AUSTIN, TEX. – Exacerbation rates were lower and lung function improved when patients with moderate or severe chronic obstructive pulmonary disease received combined treatment with the inhaled corticosteroid (ICS) budesonide and the long-acting beta2-agonist (LABA) formoterol, as compared with patients who receive formoterol alone.
In a post hoc analysis of pooled data from three randomized double-blind studies, exacerbation rates were lower in the 197 patients with moderate airflow limitations and in the 975 patients with severe airflow limitations who received combination therapy, compared with the 211 and 963 patients, respectively, who received only formoterol.
The differences were seen regardless of whether antibiotics were used, regardless of airflow limitation severity, and despite an overall lower exacerbation rate in those with moderate vs. severe disease, Dr. Donald Tashkin reported at the annual meeting of the American College of Chest Physicians.
The lowest rate of exacerbations, 0.4 per patient-treatment-year, was among those in the combination therapy group who were not treated with antibiotics – suggesting infection was not a factor in the exacerbation. The exacerbation rate was 0.7 per patient-treatment-year in those with moderate airflow limitation who received only formoterol. The respective exacerbation rates in patients with severe airflow limitation were 0.8 for those who received combination therapy and 1.0 in those who received only formoterol. The corresponding rates for exacerbations among those who were additionally treated with antibiotics were 0.5 vs. 0.8 and 0.9 vs. 1.2, said Dr. Tashkin of the University of California, Los Angeles.
Further, an overall greater percentage of patients receiving combination therapy met responder criteria for at least a 100-mL improvement in predose forced expiratory volume in 1 second (FEV1). The rates were 47% vs. 39% for combination vs. formoterol alone in patients with moderate airflow limitation, and 34% vs. 29%, respectively, in patients with severe airflow limitations, he said.
The pooled data for this analysis were from two 12-month trials and one 6-month trial of COPD patients aged 40 years or older with at least one COPD exacerbation in the past year. Two of the trials (the 12-month SUN study and the 6-month SHINE study) were pivotal randomized, placebo-controlled, double-blind, double-dummy trials that led to the approval of the budesonide/formoterol combination therapy, and the third was a non–placebo-controlled study, Dr. Tashkin noted.

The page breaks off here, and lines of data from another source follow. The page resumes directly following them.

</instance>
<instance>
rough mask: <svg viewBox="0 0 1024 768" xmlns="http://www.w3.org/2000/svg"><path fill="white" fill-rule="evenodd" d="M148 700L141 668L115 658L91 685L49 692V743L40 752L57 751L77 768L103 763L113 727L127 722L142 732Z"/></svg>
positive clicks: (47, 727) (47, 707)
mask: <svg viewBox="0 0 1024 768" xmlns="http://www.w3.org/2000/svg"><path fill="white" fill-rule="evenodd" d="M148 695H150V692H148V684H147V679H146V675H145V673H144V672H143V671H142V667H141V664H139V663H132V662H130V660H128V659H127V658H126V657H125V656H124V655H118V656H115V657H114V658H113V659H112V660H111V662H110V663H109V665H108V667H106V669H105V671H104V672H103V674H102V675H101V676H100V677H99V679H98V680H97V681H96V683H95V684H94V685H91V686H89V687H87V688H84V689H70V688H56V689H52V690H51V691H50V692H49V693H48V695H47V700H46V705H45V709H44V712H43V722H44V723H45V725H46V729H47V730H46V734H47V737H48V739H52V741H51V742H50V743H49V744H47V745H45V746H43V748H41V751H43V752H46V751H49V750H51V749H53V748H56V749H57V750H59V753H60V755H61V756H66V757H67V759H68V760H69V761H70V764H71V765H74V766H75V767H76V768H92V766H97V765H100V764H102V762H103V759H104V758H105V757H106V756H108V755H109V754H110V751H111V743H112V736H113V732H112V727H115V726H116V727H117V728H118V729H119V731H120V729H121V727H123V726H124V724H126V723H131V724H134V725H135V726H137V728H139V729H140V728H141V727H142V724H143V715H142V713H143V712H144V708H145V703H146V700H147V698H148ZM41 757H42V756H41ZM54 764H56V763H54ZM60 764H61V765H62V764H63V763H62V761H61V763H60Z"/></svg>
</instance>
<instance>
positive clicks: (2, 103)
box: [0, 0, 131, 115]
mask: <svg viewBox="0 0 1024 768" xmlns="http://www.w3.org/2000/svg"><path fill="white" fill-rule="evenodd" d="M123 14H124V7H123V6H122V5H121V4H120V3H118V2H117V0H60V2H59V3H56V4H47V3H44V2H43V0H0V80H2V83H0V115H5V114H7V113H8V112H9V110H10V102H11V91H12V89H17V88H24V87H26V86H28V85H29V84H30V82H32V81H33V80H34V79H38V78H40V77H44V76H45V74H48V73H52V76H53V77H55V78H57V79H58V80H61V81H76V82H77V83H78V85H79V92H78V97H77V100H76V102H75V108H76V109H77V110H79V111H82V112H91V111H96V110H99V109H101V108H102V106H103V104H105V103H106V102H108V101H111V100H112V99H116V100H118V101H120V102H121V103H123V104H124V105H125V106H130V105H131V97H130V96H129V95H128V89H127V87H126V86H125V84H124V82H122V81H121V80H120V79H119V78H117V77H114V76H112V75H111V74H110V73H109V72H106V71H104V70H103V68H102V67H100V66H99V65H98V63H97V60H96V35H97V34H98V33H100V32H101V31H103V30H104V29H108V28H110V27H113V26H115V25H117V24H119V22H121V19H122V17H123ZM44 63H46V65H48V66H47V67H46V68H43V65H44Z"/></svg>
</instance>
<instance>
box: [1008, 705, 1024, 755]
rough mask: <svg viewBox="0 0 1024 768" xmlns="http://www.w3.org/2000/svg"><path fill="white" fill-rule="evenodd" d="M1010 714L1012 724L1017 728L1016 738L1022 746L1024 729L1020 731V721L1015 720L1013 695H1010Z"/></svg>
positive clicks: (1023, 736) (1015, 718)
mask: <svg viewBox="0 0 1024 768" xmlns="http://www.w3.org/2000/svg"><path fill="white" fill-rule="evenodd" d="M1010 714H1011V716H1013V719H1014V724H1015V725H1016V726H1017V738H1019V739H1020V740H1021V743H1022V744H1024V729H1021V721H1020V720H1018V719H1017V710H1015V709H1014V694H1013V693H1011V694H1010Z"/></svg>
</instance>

Moderate disease was defined as FEV1 percent predicted of at least 50%, and severe disease was defined as FEV1 percent predicted of less than 50%. Exacerbations were defined as COPD worsening that required treatment with oral corticosteroids and/or hospitalization.
Combination therapy was administered twice daily via pressurized metered-dose inhaler at a dose of 320 mcg budesonide/9 mcg formoterol; formoterol-only therapy was administered twice daily via dry-powder inhaler at a dose of 9 mcg.
This study was supported by AstraZeneca. Dr. Tashkin reported receiving consulting fees and/or serving on a speakers bureau or advisory committee for AstraZeneca, Sunovion, Theravance, Pearl, Boehringer Ingelheim, and Forest, and receiving research funding or grant money from Sunovion, Pearl, and GlaxoSmithKline.